Just to keep you up to date:
in the meantime, my co-worker removed the ON ERROR units from the module which
calls the math lib. We now only have an ON ERROR unit in the main routine and
maybe additional try-catch things in the C++ area.
Furthermore, we managed to run this job in the test environment, but we have
only 8 input testcases, while in production there are several hundreds. So we
limited the storage in test to force the short-on-storage condition.
Running with 230 MB, all runs fine, also with 221 MB. With 220 MB, there is some
error in a terminating routine, which has yet to be examined, but the "normal"
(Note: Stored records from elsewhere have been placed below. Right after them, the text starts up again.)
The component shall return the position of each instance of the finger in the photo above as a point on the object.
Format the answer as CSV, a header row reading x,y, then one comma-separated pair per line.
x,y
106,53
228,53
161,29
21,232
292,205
work has been done. With 219 MB, we have a strange loop inside the C++ area,
followed by a user abend U4087 reason 3 - that means: another error condition
occured, while in a language specific error handler !! This seems to be the same
situation as in production; there is some evidence.
This time, we get a dump, which I will examine tomorrow.
I don't understand so far, why the presence of the ON ERRORs leads to an endless
loop, while in absence of the ON ERRORs there is the U4087 reason 3.
To make it clear: there are two problems:
a) the original problem with the storage which is not freed correctly. This has
to be solved, of course.
b) but: I would like to understand also, why we don't get a proper ABEND in this
case (when the storage is used up), but instead the endless loop.
Am 21.06.2012 15:38, schrieb R.:
> From: P.F.
> Sent: Thursday, 21 June 2012 9:56 PM
>> On 6/21/2012 7:16 AM, Bernd Oppolzer wrote:
>>> You are right, the
>>> ON ERROR BEGIN;
>>> ON ERROR GOTO ENDE;
>>> unit works as expected.
>>> I tested it using a little test program which allocated buffer of 1
>>> million bytes
>>> in a loop (1000 times). After the 400-th iteration the error unit
>>> was entered,
>>> following a STORAGE condition, which is reasonable, due to region
>>> size etc.
>>> The iterations continued as expected, but because there was no STORAGE,
>>> starting from then, the error unit was entered at every iteration.
>>> Now the difference to the real thing is:
>>> the storage is not allocated using PL/1-ALLOC, but the C++ math lib
>>> allocates the storage; maybe there is even Xerces or other software
>>> packages involved (some hundred modules, I don't know all of them).
>>> So I'm not sure if the short-on-storage condition below is reflected by
>>> a PL/1 STORAGE condition (maybe not). And: it could well be that
>>> there are additional error handlers below this PL/1 level (maybe
>>> C++ try/catch logic).
>> God knows what C and C++ do, they have only the most basic ideas of
>> error handling. What I would do if you want to keep the _idea_ of
>> this logic is have the first ERROR ON-unit execute "ON ERROR SYSTEM;"
>> , try its cleanup, reexecute the call _in the ON-Unit_, and then
>> GOTO the next statement following the original CALL, which should be
>> changed to "REVERT ERROR;". That way you only get one shot at
>> recovery and shouldn't be able to get an infinite loop.
> There's no evidence yet that the loop is in the error-handling.
> To prove one way or the other, SNAP needs to be inserted
> after ON ERROR in the two statements that use BEGIN blocks.